Integrate the feedback into your process
Let player feedback help inform what you choose to work on next. Obviously, donʼt let the tail wag the dog, you still take all factors into consideration and decide what your priorities are. When your team is engaging with your community, youʼll find that playerʼs feedback naturally bleeds into your decision-making process anyway.
What do you get?
A Community
It seems obvious, but if you spend time tending to it and nurturing it, it will grow.
Feedback
You know what they want, you know which features they like and dislike, youʼre not flying blind. Development priorities can be informed by player feedback – and that’s a great thing. Just remember that the players engaged enough to communicate with you are self-selecting (on either the positive or negative end of the range). They are a vocal minority and you must view them through that lens when deciding what to act upon.
Your review score goes up
A converted review swings the review score heavily the other way and higher review scores mean more visibility through the recommendation engine on Steam. It means players view trying your game as less of a risk.
QA and Localisation
On top of the bug reports and quality assurance carried out by our own QA team we have the benefit of having a group of dedicated players who see and play the game differently that can find the most obscure bugs. We’ve also had players who understand the true context of the text within the game offering to help translate it into 18 different languages, something we wouldn’t have been able to do ourselves.

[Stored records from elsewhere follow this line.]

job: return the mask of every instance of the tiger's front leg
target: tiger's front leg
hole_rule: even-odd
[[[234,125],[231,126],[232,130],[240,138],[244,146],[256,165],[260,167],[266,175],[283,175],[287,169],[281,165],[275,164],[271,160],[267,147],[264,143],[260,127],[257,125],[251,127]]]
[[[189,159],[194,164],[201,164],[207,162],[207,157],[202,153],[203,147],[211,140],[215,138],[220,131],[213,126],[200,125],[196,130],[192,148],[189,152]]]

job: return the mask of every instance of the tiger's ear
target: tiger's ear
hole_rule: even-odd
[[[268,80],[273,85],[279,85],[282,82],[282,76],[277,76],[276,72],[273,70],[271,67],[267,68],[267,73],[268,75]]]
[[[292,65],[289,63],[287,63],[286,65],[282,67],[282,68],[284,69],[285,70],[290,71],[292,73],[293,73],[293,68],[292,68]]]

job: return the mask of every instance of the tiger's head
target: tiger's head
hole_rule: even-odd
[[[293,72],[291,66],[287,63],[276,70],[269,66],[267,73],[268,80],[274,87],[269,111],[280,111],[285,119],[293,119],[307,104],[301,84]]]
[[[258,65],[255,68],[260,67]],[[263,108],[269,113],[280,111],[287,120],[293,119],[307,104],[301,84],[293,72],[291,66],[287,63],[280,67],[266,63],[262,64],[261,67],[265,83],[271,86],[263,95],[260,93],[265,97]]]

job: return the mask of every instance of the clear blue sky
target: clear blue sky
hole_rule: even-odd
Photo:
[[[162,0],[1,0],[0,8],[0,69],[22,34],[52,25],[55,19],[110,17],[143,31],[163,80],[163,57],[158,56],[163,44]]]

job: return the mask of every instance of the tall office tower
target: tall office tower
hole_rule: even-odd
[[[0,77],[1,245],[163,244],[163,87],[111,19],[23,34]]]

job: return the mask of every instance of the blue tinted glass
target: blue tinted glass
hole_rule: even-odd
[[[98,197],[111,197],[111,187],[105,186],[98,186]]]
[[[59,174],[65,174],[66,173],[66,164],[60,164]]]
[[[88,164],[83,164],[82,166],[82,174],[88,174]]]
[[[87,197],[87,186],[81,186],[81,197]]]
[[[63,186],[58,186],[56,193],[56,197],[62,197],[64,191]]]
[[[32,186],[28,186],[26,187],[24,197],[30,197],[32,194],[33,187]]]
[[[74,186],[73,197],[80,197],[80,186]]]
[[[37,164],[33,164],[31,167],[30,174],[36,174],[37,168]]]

Your players will appreciate it
A managed community is less toxic, players stick around for longer because your community is a nice place to spend time. It means that theyʼll give you the benefit of the doubt when things are not going as well as youʼd like. They know you are listening and working to solve any issues that come up because of your previous interactions. Older members of your community will explain this to newer ones as they storm in guns blazing when something goes wrong. players appreciate that you take time to listen to them and respond to their ideas and concerns, it makes you stand out amongst other developers. Most devs are familiar with Community Managers by now, but often it feels like theyʼre siloed away and the development team are kept entirely separate. Again, turn your community manager into a Switchboard Operator and allow your players to connect with your team directly.